We'll see 3 applications today. There have been hugely impressive engineering advances in this area in recent years.
Sendhil starts by introducing concepts with the example of face recognition.
The first step is to transform the engineering problem into an empirical problem. Rather than programming what a face looks like, make it into an empirical learning exercise. Is this a face, yes or no?
A lot of this looks like computer science discovering statistics.
A large part is like money ball: application of statistical methods to new areas.
But that's not all.
Many applications are high dimensional statistical problems. These are cases with many more variables than observations.
This type of high-dimensionality is relatively new. Especially what is new is that there are now a set of practical tools for this "applied nonparametrics".
These models are data hungry in interesting ways.
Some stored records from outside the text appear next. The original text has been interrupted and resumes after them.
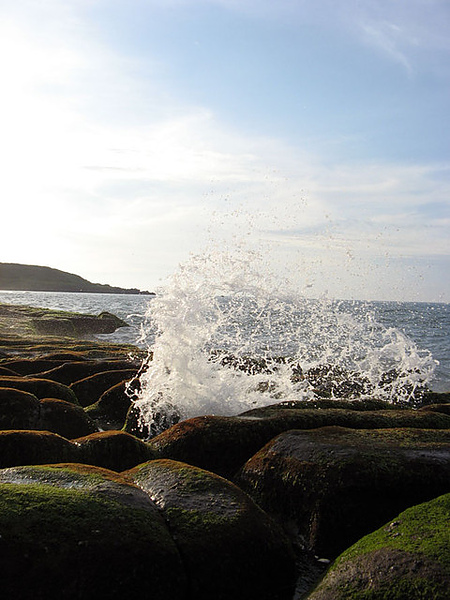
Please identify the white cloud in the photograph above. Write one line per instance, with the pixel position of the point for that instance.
(97, 167)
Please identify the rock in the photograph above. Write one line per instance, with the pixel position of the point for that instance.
(224, 444)
(71, 372)
(41, 388)
(279, 408)
(89, 390)
(32, 366)
(110, 411)
(18, 409)
(71, 531)
(68, 420)
(115, 450)
(333, 485)
(5, 372)
(218, 444)
(229, 547)
(164, 418)
(406, 559)
(35, 448)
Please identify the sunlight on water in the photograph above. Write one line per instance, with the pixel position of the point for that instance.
(229, 337)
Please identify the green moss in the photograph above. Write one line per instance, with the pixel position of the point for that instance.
(50, 517)
(423, 529)
(399, 589)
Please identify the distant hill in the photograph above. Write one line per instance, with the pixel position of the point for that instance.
(45, 279)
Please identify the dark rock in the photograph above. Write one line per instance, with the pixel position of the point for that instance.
(163, 418)
(406, 559)
(71, 372)
(71, 531)
(223, 444)
(115, 450)
(110, 411)
(68, 420)
(89, 390)
(6, 372)
(334, 485)
(230, 548)
(35, 448)
(41, 388)
(31, 366)
(18, 409)
(278, 409)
The more observations I get, the better more variable-intensive specifications will fit.
Example: House prices.
Improvement of R-square from OLS to bettet method from 42% to 46%. Is that a lot? Do we care?
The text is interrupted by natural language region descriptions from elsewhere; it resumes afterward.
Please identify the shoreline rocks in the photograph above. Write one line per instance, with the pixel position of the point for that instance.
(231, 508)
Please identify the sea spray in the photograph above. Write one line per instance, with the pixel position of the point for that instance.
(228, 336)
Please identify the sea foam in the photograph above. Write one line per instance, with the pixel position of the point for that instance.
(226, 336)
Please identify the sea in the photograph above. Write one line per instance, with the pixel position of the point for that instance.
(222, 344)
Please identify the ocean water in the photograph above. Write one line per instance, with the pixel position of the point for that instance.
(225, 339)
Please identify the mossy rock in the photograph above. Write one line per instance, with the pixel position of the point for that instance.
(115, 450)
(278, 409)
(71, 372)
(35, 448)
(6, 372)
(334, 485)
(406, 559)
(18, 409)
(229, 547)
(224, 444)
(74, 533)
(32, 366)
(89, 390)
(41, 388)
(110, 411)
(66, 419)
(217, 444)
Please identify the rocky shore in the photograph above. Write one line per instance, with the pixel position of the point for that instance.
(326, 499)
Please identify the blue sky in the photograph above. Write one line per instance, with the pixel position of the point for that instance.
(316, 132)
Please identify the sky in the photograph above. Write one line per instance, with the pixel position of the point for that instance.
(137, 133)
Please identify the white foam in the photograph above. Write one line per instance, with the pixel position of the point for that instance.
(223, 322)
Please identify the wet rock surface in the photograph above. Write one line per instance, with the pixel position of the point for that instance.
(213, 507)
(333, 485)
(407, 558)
Difference of traditional econometrics regressions and machine learning:
First fits Y to X with low dimensionality. Machine learning does it out of sample and with high dimensionality.
Is machine learning just better?
Machine learning is perfect for a problem of predicting, like face recognition.
Economist often care less about that & more about the causal role of specific covariates.
E.g. if two covariates are correlated, we care about that for parameter estimation, but not for prediction.
In other words, the classical approach is about estimating beta-hat, while machine learning is about estimating y-hat.
We'll now look at 3 types of application for economics:
Application 1: machine learning in aid of parameter estimation.
Experimental analysis. Imagine I ran an RCT & I have a large number of outcomes. I want to see if there's an overall effect.
Better than adjustment for multiple hypothesis testing (Bonferoni, etc.): check whether the outcomes predicts treatment better than chance. If yes, there's an effect. This requires fewer assumptions than what we typically need.
There are also ways to get exact p-values here.
Treatment heterogeneity/subgroup analysis:
We know already that the question about which group responds more is not causal.
See work by Athey and Imbens on this.
There are many parameter estimation problems that have machine learning aspects to them.
Here's a list:
Application type 2: When predictability itself is of economic interest.
Example: 25% of health spending is in last part of people's life. If we could predict who would die despite of this treatment, we would not need to spend this amount and to make people undergo treatment.
Problem: So far we can really not predict well at all who will die. Even among people with very similar conditions.
Would a better predictor fix this? No. When we have a base rate of dying of 5%, even with an excellent predictor we would mispredict many cases.
Another example: lots of testing for heart attacks are wasted.
The decision of who to test is actually a prediction problem: I wanna test the people for whom the test will find that they have a heart attack.
Rather than looking at the average, need to differentiate for whom the yield is large and for whom not.
There is under-testing of some people and over-testing of others.
Problem: if you don't do the test, you don't know what the outcome of the test would have been.
Then testing on that selected sample will not be sufficient.
Need to look at what happened to the untested later on, and see if they got heart attacks.
Turns out there is huge under-testing.
It's a problem of sorting, of not predicting well whom to test. Not a case of generalized overtesting.